# LUL KingWilliam street - 2008



## Newage (Jan 15, 2016)

Hi All

Let the tour continue.........

As you can see by the date, I`v had to keep a lid on these for a long time just in case, as a member of Subbrit we do get the chance now and again to visit so very restricted sites.
All these LUL visits were with permission (well sort of)

Now to King willian street, it`s where it all started.

King William Street was the original but short-lived northern terminus of the City and South London Railway (C&SLR), the first deep-level underground railway in London and one of the component parts of the London Underground's Northern line. It was located in the City of London, on King William Street, just south of the present Monument station. When King William Street was in operation the next station to the south was Borough and the southern terminus of the line was Stockwell. 

The station and running tunnels were turned in to public air raid shelters during WW2, at one time there were posters from the 1940`s but these have been robbed over the last 10 years by any contractors that have had access to the underground site.

Picture time...............

From the bottom of the sprial staircase to the former platform area is this passageway still with tiles intact.







The split level of the air raid shelter.











The air raid shelter had full forced air ventilation and a water supply.

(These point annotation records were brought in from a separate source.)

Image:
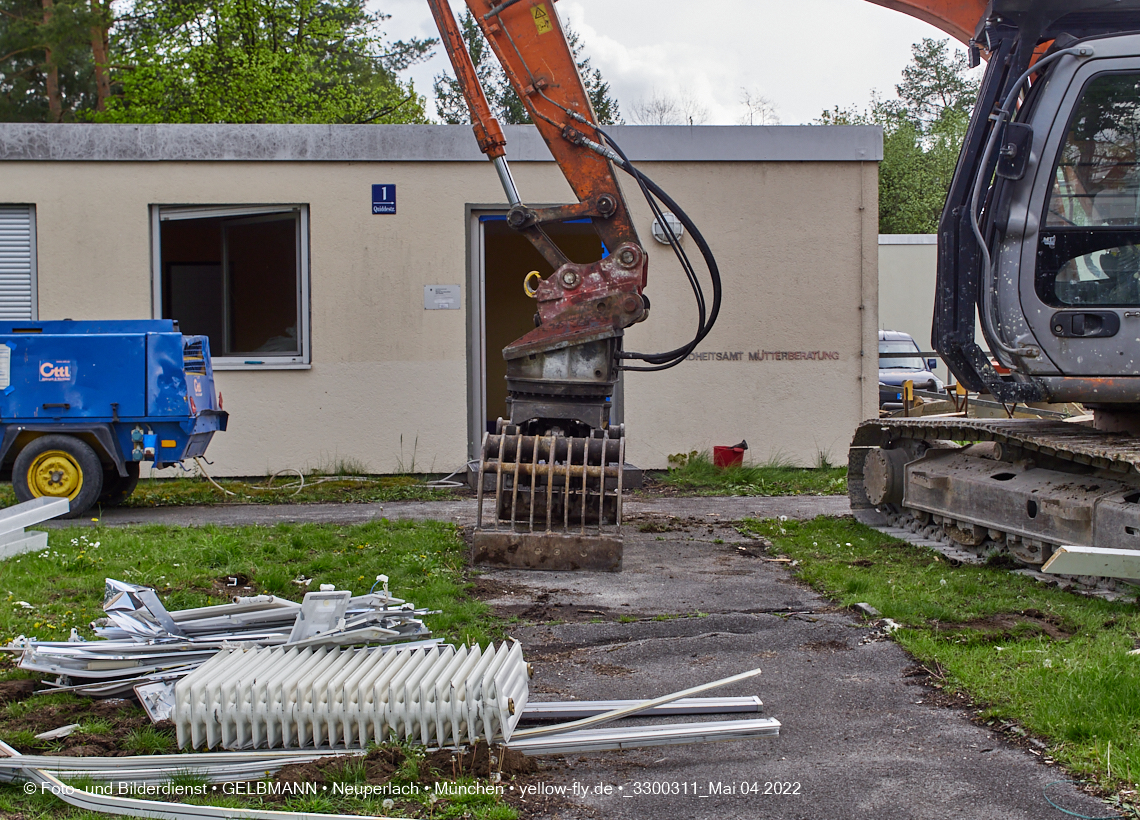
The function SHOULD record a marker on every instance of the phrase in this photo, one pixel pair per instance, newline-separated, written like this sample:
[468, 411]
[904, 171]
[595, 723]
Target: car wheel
[58, 467]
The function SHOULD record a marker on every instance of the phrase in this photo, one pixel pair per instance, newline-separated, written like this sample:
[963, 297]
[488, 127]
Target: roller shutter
[17, 262]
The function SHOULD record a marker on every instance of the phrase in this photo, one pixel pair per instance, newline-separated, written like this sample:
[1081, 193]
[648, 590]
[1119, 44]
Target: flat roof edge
[303, 143]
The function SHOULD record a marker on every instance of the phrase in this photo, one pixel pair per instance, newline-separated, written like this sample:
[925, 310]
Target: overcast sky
[803, 55]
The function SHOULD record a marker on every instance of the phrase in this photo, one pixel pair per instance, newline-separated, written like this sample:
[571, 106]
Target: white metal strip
[1093, 560]
[17, 262]
[638, 737]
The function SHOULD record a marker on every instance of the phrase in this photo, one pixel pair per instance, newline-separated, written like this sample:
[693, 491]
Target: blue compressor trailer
[83, 404]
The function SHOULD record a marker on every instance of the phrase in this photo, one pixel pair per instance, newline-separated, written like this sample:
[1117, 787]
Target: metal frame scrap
[577, 736]
[143, 644]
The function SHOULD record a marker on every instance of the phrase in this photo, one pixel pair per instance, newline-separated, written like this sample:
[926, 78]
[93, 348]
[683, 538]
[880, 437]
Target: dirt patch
[825, 647]
[110, 723]
[379, 766]
[233, 585]
[1002, 625]
[758, 547]
[479, 762]
[487, 589]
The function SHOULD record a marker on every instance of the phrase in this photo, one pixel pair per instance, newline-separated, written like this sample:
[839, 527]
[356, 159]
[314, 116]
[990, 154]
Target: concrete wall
[908, 277]
[789, 212]
[908, 270]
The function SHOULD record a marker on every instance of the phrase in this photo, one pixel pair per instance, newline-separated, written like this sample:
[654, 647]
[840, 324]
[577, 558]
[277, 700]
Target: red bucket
[727, 456]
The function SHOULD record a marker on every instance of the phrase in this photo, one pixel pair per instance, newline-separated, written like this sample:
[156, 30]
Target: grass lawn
[46, 594]
[192, 566]
[1056, 663]
[283, 489]
[695, 475]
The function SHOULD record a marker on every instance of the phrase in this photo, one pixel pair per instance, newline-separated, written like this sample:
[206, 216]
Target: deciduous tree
[922, 132]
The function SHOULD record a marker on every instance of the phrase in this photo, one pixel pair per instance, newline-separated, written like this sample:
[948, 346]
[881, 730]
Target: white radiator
[277, 697]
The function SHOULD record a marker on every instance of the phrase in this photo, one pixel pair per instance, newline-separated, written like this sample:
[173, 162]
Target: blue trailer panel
[76, 395]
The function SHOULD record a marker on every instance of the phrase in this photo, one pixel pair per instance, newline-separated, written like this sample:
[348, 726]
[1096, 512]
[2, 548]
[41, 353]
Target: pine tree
[505, 105]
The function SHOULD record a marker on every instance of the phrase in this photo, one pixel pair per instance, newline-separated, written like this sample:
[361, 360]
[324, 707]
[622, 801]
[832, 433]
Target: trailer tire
[58, 467]
[117, 488]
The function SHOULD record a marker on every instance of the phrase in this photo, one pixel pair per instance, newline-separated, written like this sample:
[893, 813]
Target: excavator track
[1077, 469]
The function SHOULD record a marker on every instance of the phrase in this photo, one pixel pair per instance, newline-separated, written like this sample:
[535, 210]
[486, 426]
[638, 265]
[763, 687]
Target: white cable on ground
[197, 461]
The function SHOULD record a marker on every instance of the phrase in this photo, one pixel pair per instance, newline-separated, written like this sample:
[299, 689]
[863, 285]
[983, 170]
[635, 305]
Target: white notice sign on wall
[441, 297]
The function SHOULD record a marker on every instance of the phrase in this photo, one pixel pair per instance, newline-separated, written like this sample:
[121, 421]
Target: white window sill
[267, 365]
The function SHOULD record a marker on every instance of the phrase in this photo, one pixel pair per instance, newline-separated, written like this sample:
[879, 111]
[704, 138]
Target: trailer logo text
[57, 371]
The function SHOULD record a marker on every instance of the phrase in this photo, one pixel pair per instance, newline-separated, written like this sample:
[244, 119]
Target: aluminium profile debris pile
[285, 697]
[145, 644]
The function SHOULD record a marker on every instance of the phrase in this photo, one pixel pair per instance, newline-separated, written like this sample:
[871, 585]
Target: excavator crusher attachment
[558, 501]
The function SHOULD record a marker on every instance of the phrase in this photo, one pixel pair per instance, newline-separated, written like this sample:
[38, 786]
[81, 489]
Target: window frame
[33, 308]
[261, 362]
[1044, 278]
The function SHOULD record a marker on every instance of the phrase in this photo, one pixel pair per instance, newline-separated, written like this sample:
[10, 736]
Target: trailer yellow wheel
[55, 473]
[58, 467]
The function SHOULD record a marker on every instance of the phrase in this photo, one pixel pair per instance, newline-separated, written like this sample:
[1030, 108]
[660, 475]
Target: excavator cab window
[1089, 251]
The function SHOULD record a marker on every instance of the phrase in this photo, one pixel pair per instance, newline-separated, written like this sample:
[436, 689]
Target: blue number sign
[383, 199]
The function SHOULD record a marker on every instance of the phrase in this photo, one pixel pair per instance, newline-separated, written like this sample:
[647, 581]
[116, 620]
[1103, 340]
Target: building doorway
[501, 310]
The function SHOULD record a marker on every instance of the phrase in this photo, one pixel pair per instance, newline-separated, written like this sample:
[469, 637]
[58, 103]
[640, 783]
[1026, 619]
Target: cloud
[804, 56]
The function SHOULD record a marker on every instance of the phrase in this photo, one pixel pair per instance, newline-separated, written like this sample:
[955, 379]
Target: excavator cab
[1066, 227]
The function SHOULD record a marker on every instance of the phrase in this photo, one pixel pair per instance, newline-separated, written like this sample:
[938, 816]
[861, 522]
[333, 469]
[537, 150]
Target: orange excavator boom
[959, 18]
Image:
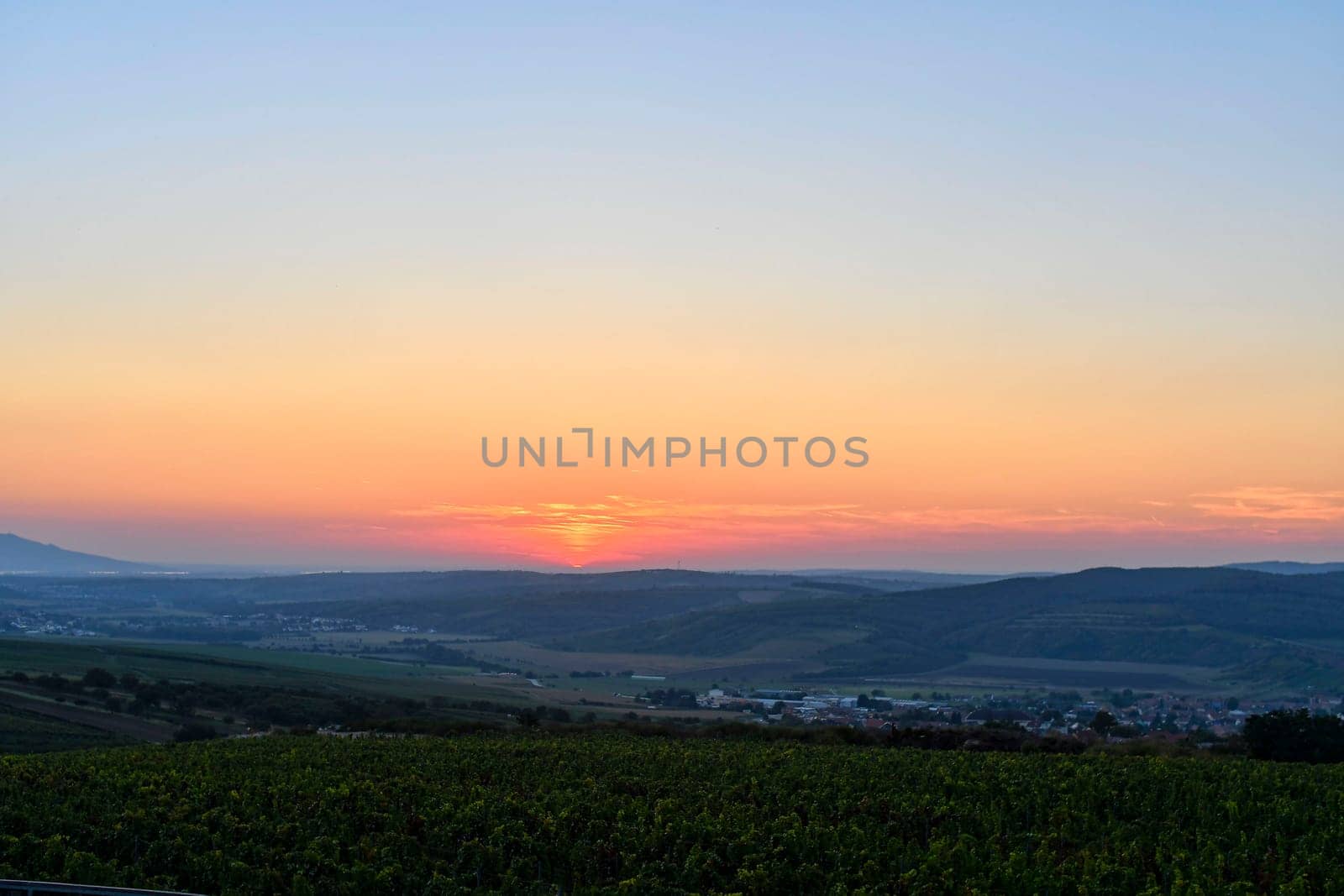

Next up are the main running tunnels, thses were used for the toilet blocks but now they just slope down towards the Thames, the tunnels have water at the far ends but are not flooded.











At the gated end of the tunnel are the main flood doors and behind then the river Thames.

Gulp!!!!!!!!






Well that will do for now thanks for looking and i hope you like what you see.
There are more picture on my FlickR site so head on over to :-
https://www.flickr.com/photos/newage2/albums/72157662859754629

All comments are most welcome.

Cheers Newage

One last picture, on the wall of the sky scraper built on top of the former station is this plaque.


----------



## krela (Jan 15, 2016)

Very cool stuff.


----------



## BikinGlynn (Jan 15, 2016)

wow love it


----------



## Sam Haltin (Jan 15, 2016)

Very interesting and historical.


----------



## The Wombat (Jan 15, 2016)

Not seen many pictures of this station on the net before
Interesting to see! 
Thanks again


----------



## flyboys90 (Jan 17, 2016)

Loved it all!


----------